🤖 AI Summary
This work proposes an enhanced Noisy DQN architecture to address the challenges of inefficient exploration and training instability in deep reinforcement learning for unmanned aerial vehicle navigation. The approach integrates residual NoisyLinear layers with an adaptive noise scheduling mechanism to improve exploration capabilities, while incorporating a smooth loss function and soft target network updates to enhance training stability. Evaluated in a 15×15 grid-based navigation environment, the proposed method demonstrates significantly faster convergence compared to standard DQN, achieving a 40% increase in cumulative reward and rapidly attaining the optimal number of steps required to complete the task.
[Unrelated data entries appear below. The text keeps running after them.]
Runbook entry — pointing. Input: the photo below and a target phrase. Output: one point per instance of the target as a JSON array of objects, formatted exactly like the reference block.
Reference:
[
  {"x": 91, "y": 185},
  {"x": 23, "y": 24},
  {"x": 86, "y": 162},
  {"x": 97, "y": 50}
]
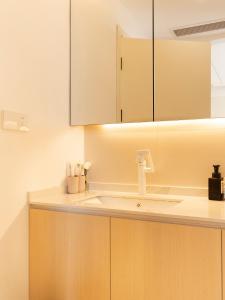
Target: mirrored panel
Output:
[
  {"x": 111, "y": 61},
  {"x": 189, "y": 59}
]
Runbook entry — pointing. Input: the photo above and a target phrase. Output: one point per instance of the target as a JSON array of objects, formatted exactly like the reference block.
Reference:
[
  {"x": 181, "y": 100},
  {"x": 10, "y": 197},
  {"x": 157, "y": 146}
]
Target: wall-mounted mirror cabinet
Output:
[
  {"x": 189, "y": 59},
  {"x": 119, "y": 73}
]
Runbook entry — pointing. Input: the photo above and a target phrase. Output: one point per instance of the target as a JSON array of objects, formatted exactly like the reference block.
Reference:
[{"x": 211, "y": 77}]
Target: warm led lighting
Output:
[{"x": 219, "y": 121}]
This study systematically advances the exploration efficiency and robustness of NoisyNet in trajectory planning applications.
📝 Abstract
This paper proposes an Improved Noisy Deep Q-Network (Noisy DQN) to enhance the exploration and stability of Unmanned Aerial Vehicle (UAV) when applying deep reinforcement learning in simulated environments. This method enhances the exploration ability by combining the residual NoisyLinear layer with an adaptive noise scheduling mechanism, while improving training stability through smooth loss and soft target network updates. Experiments show that the proposed model achieves faster convergence and up to $+40$ higher rewards compared to standard DQN and quickly reach to the minimum number of steps required for the task 28 in the 15 * 15 grid navigation environment set up. The results show that our comprehensive improvements to the network structure of NoisyNet, exploration control, and training stability contribute to enhancing the efficiency and reliability of deep Q-learning.